As a part of our initiative called Curious Cornhuskers, an anonymous reader asked The Daily Nebraskan, “Who/what were those people on top of the union balcony with red robes and sunglasses on Friday morning?”
Like many curious freshmen, Innocent Society Member Jared Long also remembers seeing 13 people in red robes and sunglasses his first year at the University of Nebraska-Lincoln without knowledge of what they were. The group has been spotted lurking in Memorial Stadium’s stands after the freshman tunnel walk at the annual Boneyard Bash or watching over the campus on the Nebraska Union’s balcony. Although the group appears to be a demonic community to some, it’s actually a Chancellor’s senior honorary society.
“We’re not a satanic cult,” said Long. “A lot of people think that, but we’re quite the opposite. We exist for the preservation of good.”
On April 24, 1903, one of the two Chancellor’s senior honor societies formed at UNL. Named after the historical Catholic tradition of the 13 Popes named Innocent who historically were defenders against wrongdoing, Long said the Innocents Society was created to promote fairness and honor among students and the university.
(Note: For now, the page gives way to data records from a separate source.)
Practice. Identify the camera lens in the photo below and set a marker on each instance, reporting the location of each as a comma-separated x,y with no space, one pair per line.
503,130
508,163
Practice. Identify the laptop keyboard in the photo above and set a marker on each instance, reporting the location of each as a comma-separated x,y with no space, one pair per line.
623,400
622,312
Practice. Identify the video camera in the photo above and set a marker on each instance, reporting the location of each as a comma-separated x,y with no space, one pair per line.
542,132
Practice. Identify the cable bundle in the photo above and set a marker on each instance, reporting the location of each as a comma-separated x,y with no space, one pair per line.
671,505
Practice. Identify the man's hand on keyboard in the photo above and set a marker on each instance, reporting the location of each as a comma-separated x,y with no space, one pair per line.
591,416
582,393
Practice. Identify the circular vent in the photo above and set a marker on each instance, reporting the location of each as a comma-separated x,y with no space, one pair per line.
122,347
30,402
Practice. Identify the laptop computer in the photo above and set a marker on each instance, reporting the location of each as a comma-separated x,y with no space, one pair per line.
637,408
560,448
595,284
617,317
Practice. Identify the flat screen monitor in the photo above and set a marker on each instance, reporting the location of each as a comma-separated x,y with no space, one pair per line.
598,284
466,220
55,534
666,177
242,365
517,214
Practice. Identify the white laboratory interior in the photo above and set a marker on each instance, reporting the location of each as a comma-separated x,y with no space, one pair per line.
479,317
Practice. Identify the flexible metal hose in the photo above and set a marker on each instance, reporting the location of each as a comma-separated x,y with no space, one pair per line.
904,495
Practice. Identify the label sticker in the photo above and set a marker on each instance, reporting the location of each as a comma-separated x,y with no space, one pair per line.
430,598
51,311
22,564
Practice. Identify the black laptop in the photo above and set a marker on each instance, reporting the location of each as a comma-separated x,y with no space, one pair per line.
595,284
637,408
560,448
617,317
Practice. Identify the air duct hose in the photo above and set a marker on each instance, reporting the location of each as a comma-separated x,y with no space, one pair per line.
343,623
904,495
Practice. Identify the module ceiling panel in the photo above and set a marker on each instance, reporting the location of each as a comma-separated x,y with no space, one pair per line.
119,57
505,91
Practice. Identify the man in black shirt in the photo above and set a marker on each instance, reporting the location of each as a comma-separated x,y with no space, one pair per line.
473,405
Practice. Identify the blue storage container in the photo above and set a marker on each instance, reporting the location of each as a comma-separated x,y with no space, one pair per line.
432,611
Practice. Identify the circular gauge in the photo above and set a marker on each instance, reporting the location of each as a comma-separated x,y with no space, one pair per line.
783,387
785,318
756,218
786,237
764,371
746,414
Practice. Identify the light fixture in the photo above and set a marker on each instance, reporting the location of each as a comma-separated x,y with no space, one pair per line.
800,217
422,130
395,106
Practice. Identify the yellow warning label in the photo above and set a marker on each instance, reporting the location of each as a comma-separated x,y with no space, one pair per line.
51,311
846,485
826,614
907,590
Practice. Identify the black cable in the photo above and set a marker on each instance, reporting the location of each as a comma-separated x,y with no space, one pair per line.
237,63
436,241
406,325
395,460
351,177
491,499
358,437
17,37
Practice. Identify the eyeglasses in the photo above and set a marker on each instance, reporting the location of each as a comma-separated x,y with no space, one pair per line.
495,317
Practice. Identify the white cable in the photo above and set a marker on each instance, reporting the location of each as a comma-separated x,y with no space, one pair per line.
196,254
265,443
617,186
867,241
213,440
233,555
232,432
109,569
“It’s not really that we’re a religious organization, it’s more that it represents good overcoming evil, which is the point of the Innocent Society — preserving all that is good on campus,” Long said.
The group consists of 13 members who are chosen each spring from the junior class based on three pillars: superior academic achievement, unparalleled leadership and selfless service to the university and community.
Along with the society’s three virtues, member Grace Oh said the red robes and sunglasses are a key feature to promote the group instead of their individuality.
“We [wear the robes] not to intimidate people, but to promote the group as a whole,” Oh said. “We do not seek recognition for ourselves.”
While the robes may not immediately display the group’s intentions, they have been an integral element of the society since its formation.
“It’s not really a uniform or a costume, but the visual representation of the Innocents is something that has evolved over time,” Long said. “It’s primarily been red robes, but little individual pieces might have been adapted.”
The members said that by wearing the same attire, they can be a part of something larger than themselves. Long said the society isn’t set up as a hierarchical organization, although there are still officer positions.
“In name, there’s a president, but we each play a role in the continuation of the society,” Long said.
Member Madeline Reddel said the group participates in a large variety of volunteering activities both on campus and in the community. Recently, the group did an ecological service project working in the Southern Heights Food Forest community garden. Reddel says that their mission to protect the good while serving the community is uniquely Nebraskan and sets them apart from any other organization.
“The society has kind of been the thread through Nebraska history, and you can’t talk about Nebraska without [Innocents], and you can’t talk about Innocents without [Nebraska],” Reddel said.